TensorFlow Brain Tumor Image Classification

Introduction

Brain tumors pose significant challenges in medical diagnostics, necessitating accurate and efficient identification methods. This project aims to develop a robust model capable of classifying three brain tumor types from MRI images: pituitary, glioma, and meningioma tumors. By utilizing advanced neural networks and comprehensive data augmentation techniques, this project strives to enhance diagnostic accuracy and provide valuable support to medical professionals in early detection and treatment planning of brain tumors.

Dataset

The images that make up this dataset comes from Brain Tumor Classification (MRI). The dataset contains 4 separate classification materials for brain tumors, totaling in 3160 brain scans. The 4 classifications include pituitary, glioma, meningioma and no tumors. Below are examples of each type of tumor, and the cross sections of scans exist in all three planes of the brain.

I chose to use 80% of my data for my training set, and the remaining 20% for my testing set. Since image size varies within the dataset, I resized all the images to 180x180 pixels and batch units of 32 for the model.

Data Augmentation and Preventing Overfitting

Before creating the model, I had to augment my data and also prevent future overfitting. Some of the techniques I used to augment the data was flip the image horizontally, change the rotation of the image, zooming in on the image, and finally changing the brightness of the image. Augmenting the image gives our dataset more variety without adding more data, and can help prevent overfitting.

data_augmentation = keras.Sequential(
  [
    layers.RandomFlip("horizontal",
                      input_shape=(img_height,
                                  img_width,
                                  3)),
    layers.RandomBrightness(0.25),
    layers.RandomRotation(0.2),
    layers.RandomZoom(0.2)
  ]
)

This single brain scan is augmented to have different rotatins, size, and even brightness levels.

Creating the Model

I used the Keras Sequential method to create the model. After the model was created, it showed that the optimal number of epochs for this seed was 40. The accuracy of this model on this specific testing and validation set is 86%, meaning 86 out of 100 images were identified with the right tumor type.

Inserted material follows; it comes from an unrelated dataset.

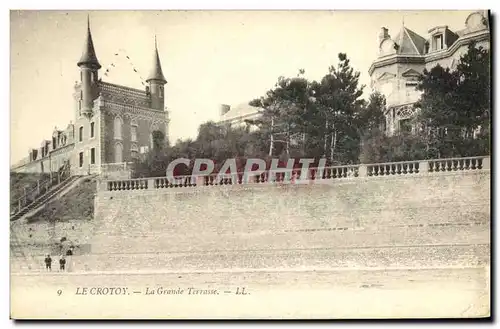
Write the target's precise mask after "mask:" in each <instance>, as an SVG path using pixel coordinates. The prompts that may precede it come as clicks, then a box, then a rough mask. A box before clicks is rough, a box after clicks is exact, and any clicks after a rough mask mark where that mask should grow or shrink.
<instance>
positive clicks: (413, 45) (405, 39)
mask: <svg viewBox="0 0 500 329" xmlns="http://www.w3.org/2000/svg"><path fill="white" fill-rule="evenodd" d="M394 40H395V42H396V43H397V44H398V46H399V48H398V51H397V53H398V54H400V55H423V54H424V53H425V42H426V40H425V39H424V38H423V37H421V36H420V35H418V34H417V33H415V32H413V31H412V30H410V29H408V28H406V27H405V26H403V27H402V28H401V32H399V34H398V35H397V36H396V38H395V39H394Z"/></svg>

model = tf.keras.Sequential([
    data_augmentation,
    layers.Rescaling(1./255),
    layers.Conv2D(16, 3, padding='same', activation='relu'),
    layers.MaxPooling2D(),
    layers.Conv2D(32, 3, padding='same', activation='relu'),
    layers.MaxPooling2D(),
    layers.Conv2D(64, 3, padding='same', activation='relu'),
    layers.MaxPooling2D(),
    layers.Dropout(0.5),  # Increased dropout rate
    layers.Flatten(),
    layers.Dense(128, activation='relu'),
    layers.Dense(len(class_names), activation='softmax')
])


model.compile(optimizer='adam',
              loss=tf.keras.losses.SparseCategoricalCrossentropy(from_logits=True),
              metrics=['accuracy'])

Below is an image of what the validation vs testing accuracy and loss appear to be. For both graphs, the validation and testing curve both closely follow each other, which means that overfitting does not seem to be a problem, as we have prevented earlier. The graphs also show that as epochs approaches 40, the validation loss hits the minimum.

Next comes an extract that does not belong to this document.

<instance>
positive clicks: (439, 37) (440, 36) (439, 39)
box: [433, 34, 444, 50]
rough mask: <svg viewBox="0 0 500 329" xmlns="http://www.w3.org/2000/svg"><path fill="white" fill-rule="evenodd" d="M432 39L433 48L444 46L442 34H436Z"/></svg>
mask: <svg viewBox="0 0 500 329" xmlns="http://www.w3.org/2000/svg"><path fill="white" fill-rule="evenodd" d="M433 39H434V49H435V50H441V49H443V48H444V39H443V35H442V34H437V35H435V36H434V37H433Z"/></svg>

Our goal is to have the Training Loss and Validation Loss curves to follow close to each other, while they increase in accuracy and decrease in loss as epoch size elevates.

A confusion matrix is important to understand which tumors are harder to diagnose, but even more importantly, whether we had false positives or false negatives. Given the confusion matrix below, it shows that two hardest tumors to diagnose are meningioma and glioma. Out of the 632 observations in our validation set 12 of them are false positives, and 7 of them are false negatives. This means our model has a 1.9% to classify a brain scan of a healthy person to have a tumor, and a 1.1% to classify a brain scan of a tumor having a person as completely healthy.

Results

In this dataset, our model is able to correctly identify 544 brain tumors out of the 632 validation elements, meaning that the model has an 86% accuracy rate. However, its also important to test random data outside the current dataset I used. Using an meningioma tumor image provided by UCSF, I tested the model I created to see if it accurately identified the tumor.

Meningioma tumor found in brain scan.

test_path = "menin2.jpg"

img = tf.keras.utils.load_img(
    test_path, target_size=(img_height, img_width)
)
img_array = tf.keras.utils.img_to_array(img)
img_array = tf.expand_dims(img_array, 0) # Create a batch

predictions = model.predict(img_array)
score = tf.nn.softmax(predictions[0])

After running the model on this image, it correctly identified the tumor as a meningioma tumor with 78.89% confidence.